On dit parfois, sur un ton bien grave et en secouant tout aussi gravement la tête, que les gens sont cyniques face aux politiciens.

Eh bien, depuis deux jours, à Québec, les élus déversent de l'essence sur le feu du cynisme à même le camion-citerne de Shell.

D'abord, il y a eu tout ce psychodrame autour de l'élection du président de l'Assemblée nationale. Misère, on aurait dit qu'on se choisissait un secrétaire général de l'ONU. Mais non, vous n'avez pas rêvé : il s'agissait (seulement) de sélectionner le député qui fera la discipline en Chambre.

M. Charest, boudeur, a refusé d'accompagner le péquiste choisi contre son gré vers son nouveau trône, comme le veut la coutume.

Soulignons ici que le choix de François Gendron a fait l'objet de grandes manoeuvres en coulisse. Il a fallu des semaines pour que le PQ et l'ADQ, en catimini, s'entendent sur un candidat qui aurait une grande qualité : ne pas être libéral. Des semaines !Puis, hier, pardonnez le cliché : coup de théâtre !

Deux députés adéquistes passent du côté du gouvernement ! Trahison ! Défection ! Drame !
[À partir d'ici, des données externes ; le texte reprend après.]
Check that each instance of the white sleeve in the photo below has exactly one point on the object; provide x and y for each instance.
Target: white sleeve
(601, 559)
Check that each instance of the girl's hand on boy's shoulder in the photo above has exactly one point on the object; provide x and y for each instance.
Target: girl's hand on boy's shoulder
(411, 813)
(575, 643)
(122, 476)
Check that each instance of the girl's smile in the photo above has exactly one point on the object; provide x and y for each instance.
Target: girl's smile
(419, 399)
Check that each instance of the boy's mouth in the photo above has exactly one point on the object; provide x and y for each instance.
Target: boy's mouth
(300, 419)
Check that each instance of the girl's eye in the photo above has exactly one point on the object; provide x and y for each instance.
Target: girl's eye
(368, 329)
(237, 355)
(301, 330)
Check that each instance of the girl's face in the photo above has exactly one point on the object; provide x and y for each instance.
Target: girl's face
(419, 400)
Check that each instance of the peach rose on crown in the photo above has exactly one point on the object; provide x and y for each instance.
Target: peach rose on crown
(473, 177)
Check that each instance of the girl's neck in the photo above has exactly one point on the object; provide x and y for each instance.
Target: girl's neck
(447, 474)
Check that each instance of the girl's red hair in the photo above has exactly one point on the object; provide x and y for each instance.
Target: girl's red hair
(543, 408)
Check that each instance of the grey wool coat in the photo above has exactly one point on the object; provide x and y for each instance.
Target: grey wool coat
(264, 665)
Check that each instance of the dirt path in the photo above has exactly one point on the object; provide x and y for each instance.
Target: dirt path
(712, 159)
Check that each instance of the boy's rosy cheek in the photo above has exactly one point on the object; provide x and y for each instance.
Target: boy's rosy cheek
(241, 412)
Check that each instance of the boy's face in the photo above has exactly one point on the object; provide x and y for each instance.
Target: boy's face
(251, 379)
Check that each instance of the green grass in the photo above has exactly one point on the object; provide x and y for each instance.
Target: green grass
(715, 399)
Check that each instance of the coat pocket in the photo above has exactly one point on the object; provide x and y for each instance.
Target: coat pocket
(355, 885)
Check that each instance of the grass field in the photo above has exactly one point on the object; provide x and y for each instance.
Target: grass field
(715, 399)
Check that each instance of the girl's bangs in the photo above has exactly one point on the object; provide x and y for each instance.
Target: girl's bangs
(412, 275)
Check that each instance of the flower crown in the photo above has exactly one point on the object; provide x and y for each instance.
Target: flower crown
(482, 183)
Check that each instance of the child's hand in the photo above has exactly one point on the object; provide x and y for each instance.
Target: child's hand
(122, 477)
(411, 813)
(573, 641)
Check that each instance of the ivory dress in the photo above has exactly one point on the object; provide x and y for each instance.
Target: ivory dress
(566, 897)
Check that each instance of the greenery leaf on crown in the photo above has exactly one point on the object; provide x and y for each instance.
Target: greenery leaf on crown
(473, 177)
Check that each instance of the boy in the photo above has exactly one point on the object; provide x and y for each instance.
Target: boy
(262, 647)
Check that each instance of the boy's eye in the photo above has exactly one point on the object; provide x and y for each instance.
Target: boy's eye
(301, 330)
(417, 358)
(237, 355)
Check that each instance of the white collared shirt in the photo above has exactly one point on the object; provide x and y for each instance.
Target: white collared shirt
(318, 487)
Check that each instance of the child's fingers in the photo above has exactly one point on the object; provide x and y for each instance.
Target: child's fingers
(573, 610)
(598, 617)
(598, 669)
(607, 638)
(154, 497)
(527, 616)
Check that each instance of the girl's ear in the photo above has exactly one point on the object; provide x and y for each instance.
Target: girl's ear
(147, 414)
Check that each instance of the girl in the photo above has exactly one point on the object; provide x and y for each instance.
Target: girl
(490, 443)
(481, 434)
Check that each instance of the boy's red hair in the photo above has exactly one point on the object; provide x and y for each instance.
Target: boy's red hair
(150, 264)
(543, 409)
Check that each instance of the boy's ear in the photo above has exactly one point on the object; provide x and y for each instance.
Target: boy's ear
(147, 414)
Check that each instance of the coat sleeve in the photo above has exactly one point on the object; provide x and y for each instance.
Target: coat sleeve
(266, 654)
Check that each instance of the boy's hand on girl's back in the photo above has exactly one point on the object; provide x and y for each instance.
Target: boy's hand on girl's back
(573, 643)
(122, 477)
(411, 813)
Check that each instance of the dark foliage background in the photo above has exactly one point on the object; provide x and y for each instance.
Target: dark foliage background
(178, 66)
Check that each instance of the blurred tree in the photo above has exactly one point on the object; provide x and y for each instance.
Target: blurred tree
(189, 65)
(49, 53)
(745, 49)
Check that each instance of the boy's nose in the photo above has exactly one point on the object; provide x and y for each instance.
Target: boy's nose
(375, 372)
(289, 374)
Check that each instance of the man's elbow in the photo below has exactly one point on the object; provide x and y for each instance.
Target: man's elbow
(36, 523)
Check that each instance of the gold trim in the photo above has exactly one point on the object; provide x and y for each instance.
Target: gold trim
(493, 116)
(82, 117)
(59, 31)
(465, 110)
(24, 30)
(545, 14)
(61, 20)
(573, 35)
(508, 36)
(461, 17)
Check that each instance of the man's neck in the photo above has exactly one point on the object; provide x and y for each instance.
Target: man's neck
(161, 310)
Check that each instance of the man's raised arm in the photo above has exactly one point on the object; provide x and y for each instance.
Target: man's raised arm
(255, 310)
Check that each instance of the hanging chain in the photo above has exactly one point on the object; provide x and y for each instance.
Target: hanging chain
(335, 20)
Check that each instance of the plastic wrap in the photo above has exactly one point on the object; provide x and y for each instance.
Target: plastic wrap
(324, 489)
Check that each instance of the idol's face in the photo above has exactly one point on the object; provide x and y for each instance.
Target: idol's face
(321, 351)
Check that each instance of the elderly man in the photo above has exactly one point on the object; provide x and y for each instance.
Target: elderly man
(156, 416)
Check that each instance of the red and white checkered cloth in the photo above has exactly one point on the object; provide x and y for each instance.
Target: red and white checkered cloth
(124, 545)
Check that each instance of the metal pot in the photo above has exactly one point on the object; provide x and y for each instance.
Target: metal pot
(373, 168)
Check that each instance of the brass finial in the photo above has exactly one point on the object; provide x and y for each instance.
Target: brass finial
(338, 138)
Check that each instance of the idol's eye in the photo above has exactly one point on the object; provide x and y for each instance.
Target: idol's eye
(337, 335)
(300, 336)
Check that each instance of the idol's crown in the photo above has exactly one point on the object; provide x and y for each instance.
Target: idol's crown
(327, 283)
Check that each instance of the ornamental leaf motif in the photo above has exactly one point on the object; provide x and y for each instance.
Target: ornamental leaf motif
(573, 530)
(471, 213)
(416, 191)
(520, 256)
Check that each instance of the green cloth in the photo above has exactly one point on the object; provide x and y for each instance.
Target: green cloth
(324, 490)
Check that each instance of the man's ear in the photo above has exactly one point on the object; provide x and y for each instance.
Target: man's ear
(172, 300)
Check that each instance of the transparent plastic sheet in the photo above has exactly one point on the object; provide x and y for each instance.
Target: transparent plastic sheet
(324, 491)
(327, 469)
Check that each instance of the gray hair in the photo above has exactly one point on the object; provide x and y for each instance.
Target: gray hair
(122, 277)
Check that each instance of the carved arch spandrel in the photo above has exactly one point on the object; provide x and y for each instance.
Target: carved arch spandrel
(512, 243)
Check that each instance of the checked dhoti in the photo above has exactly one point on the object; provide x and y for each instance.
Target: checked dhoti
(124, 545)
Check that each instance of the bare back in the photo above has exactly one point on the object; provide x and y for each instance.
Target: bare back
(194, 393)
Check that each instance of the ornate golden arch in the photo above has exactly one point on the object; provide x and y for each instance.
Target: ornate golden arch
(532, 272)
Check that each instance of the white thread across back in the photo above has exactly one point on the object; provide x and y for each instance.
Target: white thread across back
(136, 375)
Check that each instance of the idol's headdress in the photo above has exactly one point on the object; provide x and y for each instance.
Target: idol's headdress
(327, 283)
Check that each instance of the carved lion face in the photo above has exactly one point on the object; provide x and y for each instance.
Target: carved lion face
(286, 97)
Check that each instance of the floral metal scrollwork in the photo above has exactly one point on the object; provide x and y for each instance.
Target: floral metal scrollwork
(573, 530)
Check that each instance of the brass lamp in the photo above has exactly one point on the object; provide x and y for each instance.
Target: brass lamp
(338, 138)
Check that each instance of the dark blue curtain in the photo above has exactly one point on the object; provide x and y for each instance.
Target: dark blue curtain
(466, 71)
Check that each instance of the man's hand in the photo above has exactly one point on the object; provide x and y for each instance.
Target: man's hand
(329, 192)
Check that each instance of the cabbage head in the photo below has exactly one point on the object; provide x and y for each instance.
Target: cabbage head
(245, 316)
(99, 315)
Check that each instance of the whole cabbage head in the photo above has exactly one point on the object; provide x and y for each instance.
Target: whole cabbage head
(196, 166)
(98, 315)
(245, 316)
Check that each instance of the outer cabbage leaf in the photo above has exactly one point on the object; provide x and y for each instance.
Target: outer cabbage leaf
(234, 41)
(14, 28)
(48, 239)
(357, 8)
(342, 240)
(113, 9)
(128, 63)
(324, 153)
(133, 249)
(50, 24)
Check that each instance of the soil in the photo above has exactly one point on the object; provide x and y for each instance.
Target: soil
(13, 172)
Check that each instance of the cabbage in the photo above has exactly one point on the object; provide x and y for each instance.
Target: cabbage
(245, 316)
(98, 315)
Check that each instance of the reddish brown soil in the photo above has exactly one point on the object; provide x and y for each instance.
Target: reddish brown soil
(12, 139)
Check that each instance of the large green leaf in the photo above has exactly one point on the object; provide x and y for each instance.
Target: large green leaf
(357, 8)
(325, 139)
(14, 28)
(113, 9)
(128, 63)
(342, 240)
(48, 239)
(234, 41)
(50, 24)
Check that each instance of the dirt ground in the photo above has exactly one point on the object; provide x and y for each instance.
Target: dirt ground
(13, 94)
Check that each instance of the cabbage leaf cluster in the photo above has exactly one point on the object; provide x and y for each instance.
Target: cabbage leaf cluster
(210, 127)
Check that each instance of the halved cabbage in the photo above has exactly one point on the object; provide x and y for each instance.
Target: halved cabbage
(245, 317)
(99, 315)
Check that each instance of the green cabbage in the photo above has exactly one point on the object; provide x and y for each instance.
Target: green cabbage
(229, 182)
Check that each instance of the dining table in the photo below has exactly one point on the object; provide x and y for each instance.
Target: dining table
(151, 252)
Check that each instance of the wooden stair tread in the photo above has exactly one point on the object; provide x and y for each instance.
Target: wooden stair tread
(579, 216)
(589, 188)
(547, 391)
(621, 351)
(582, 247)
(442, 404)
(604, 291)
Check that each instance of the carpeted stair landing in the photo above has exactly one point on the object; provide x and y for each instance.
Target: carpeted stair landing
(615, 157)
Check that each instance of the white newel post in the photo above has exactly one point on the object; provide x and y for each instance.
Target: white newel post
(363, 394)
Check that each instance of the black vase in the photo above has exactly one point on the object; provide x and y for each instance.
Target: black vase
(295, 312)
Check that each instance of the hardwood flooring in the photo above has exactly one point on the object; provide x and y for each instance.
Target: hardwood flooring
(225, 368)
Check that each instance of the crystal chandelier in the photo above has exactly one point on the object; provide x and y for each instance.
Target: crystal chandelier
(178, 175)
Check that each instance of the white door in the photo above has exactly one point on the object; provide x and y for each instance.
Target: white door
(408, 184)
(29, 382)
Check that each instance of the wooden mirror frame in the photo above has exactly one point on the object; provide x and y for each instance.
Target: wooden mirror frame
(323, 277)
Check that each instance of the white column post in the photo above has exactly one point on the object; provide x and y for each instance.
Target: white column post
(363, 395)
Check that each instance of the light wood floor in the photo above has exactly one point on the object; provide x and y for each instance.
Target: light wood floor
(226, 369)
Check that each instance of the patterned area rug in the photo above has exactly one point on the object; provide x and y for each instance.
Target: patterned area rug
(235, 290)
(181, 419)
On les imagine rencontrant M. Charest dans une Assemblée nationale sombre et déserte, tard mardi soir, à la Sergeï Koulikov dans Lance et compte II, pour dire au PM : «Jean, il faut nous aider, on veut passer à l'Ouest...»

Les transfuges s'appellent donc Auger et Riedl. Et si vous me dites que vous aviez entendu parler d'eux avant hier midi, je ne vous croirai pas. À moins que vous n'habitiez Iberville ou Champlain, les circonscriptions qu'ils représentent.

Pour M. Charest, illustres inconnus ou pas, c'est bien sûr un succès de relations publiques, en ce que les transfuges annoncent que la «marque» libérale a le vent dans les voiles (ce que confirment les sondages). Alors que la «marque» adéquiste a du plomb dans l'aile (ce que confirment les sondages).

M. Dumont a été brutalement franc, d'ailleurs. Il a dit que les deux recrues de M. Charest n'étaient pas parmi ses meilleurs éléments. Quand on sait le calibre bantam BB de plusieurs critiques adéquistes qu'on a pu voir publiquement...

Donc, jusqu'à hier midi, si je comprends bien, ces deux députés chantaient bien fort la chanson adéquiste. Passé midi, ils ont commencé à chanter la chanson libérale.

C'est leur droit le plus strict. Après tout, on vote pour des partis, pas pour les types souriants en cravate qu'ils affichent sur les poteaux, pendant les élections.

Mais qu'on ne vienne pas blâmer l'humble citoyen qui croit que les-politiciens-sont-tous-pareils ! La preuve...

Toujours dans le rayon du cynisme, si vous vouliez trouver des raisons de justifier le vôtre, hier, vous n'aviez qu'à regarder RDI.

La période des questions, post-défection, est devenue un épisode de politique-réalité, sauce Loft Story (c'est qui, déjà, l'élu qui est allé au show de TQS ?), intrigues, invectives et petit pathos à l'appui.

M. Dumont qui pose une question vache à M. Charest.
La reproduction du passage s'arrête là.